On the hill's seaward side rose a funny, cleared hump with a few short spruce dotted on it like children playing
Mother May
I
; motionless only because you were looking. Marianne looked away so they could move again, then whirled back on them. But they were too clever to let her catch them. They were good.

She remembered to look at the rose and its bud that had cracked into existence on the road. Near them lay a giant upturned root, like a crazy sun-wheel. There was Mrs. Ruby's house, across the road. Marianne saw no smoke—was she in? You had to go around the back since they closed the store down. Over the gate to Walter's cabbage garden ran a clothesline with cup towels on it. The store sign lay near the back door:
Ruby's Store
painted in black and green. It looked too new to be lying on the ground, the paint twinkling. Marianne knocked. A huge cat hunched on the gatepost, motionless. The head of Mrs. Ruby peeped around the door; scrawny, curious and bedraggled as a murre hatchling.

“Are you not up yet, Mrs. Ruby?”

“Yes child, we're up, come in. What were you doing over in Ralph Carlyle's house?”

“How did you …”

“Never mind, come in, child.” Mrs. Ruby wore a bright yellow blouse with black and brown zigzags that looked like buildings falling down. Walter sat at the table eating a chicken leg. The kitchen was full of cooking smells, the woodstove crackling and throwing waves of heat. Leo, the grown son, fried fish and onions in a cast iron pan.

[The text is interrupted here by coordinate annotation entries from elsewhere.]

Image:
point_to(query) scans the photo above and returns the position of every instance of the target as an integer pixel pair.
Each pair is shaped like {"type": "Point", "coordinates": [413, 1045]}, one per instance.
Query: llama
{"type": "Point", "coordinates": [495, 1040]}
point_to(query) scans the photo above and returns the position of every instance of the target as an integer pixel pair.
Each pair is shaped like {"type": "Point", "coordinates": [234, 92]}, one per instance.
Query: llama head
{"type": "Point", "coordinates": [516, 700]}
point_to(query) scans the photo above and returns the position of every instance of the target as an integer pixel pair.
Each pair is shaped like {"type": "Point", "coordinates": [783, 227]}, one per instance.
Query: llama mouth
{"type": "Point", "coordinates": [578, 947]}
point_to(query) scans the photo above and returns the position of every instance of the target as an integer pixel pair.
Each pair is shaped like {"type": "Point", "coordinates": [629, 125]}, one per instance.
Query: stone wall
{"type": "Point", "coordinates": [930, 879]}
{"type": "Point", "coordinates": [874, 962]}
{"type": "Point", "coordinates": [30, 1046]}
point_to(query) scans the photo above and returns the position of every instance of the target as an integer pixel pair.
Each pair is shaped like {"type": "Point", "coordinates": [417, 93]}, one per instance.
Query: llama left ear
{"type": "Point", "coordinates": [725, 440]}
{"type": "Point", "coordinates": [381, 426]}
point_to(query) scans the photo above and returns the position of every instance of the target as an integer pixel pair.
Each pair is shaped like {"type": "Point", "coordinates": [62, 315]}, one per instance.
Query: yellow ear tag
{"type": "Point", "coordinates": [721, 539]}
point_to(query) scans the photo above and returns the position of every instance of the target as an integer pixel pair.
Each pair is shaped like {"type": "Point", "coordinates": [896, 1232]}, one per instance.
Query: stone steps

“I've brought you a few shavings …”

“Well look, would you believe it, Walter, what the girl has brought, and her with no way of getting wood.” She flung the shavings on top of her woodpile without ceremony.

Walter, thin and ancient, appraised the armload. “Good splits they are, too.” He returned to his drumstick.

“Yes, very good ones they are too,” parroted Mrs. Ruby. She brushed her hair at the mirror by the back door and it was as if a dandelion clock had brushed its fluff. Then she took a mop leaning in a corner, threw a teacup of water over it, and mopped a spot on the floor, sending bread crusts clattering. Marianne had never seen anyone mop a floor with a cup of water, and looked to see if this act surprised Walter, but it did not.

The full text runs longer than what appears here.